In moments she was moving across Town. The streets were crowded with conveyances—members of the ton out for an evening of diversion. By the time she reached the duke’s Mayfair residence, dusk had fallen. The house was ablaze with lights, and she surmised her husband was entertaining for the night.

She didn’t knock.

One should not knock at the door of her own home, after all. A groom turned, startled, as she entered the vast foyer.

“See here—” he began.

She held up a hand, angling her chin just so. “Do you not recognize me?”
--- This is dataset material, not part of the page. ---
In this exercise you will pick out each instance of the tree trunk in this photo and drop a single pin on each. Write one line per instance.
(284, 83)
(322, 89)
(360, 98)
Even before their nuptials, she had visited the house countless times.

The servant frowned, scrutinizing her. Then he gaped, recognition lighting his face. “Miss Hadley? I m-mean, Your Grace?”

“Where’s my husband?”

The groom motioned vaguely. “He’s in the dining room. He and his guests only just sat down.”

She nodded. “Very good. Thank you.”

“Shall I escort you, You Grace?”

“I know the way.” She walked past him with sure strides straight into the proverbial lion’s den.

She has left again. I thought you should like to know, my lord.”

Owen looked up from his glass of brandy. “Thank you for that report, Mrs. Kirkpatrick.” He did not even bother to keep the withering sarcasm from his tone. He was in a foul mood and she approached him at her own peril.

“Edmond drove her to the Duke of Bloodsworth residence in Mayfair,” the housekeeper added, unfazed as she stared at him with such expectation. As if she was waiting for him to rise and do something. Go after her, he supposed.

“Again, thank you, Mrs. Kirkpatrick. That will be all.”

Pursing her lips, she nodded and swept back out of his library.

He finished his brandy in one long swallow. Annalise had wasted little time returning to her husband. As was right, he grudgingly acknowledged. She belonged to Bloodsworth. Standing, he sent his glass crashing into the wall. It exploded into a thousand pieces.

She should be with her husband. The man who had wed her before God. Who had lost her . . . and let her end up broken along the shore of a river.

And now Annalise was back in his hands. Bloody hell. No. No, she was not.

Not if he had anything to say about it.

Charging from the room, he stormed out of the house, suddenly not caring what was right or wrong. He only knew she belonged with him.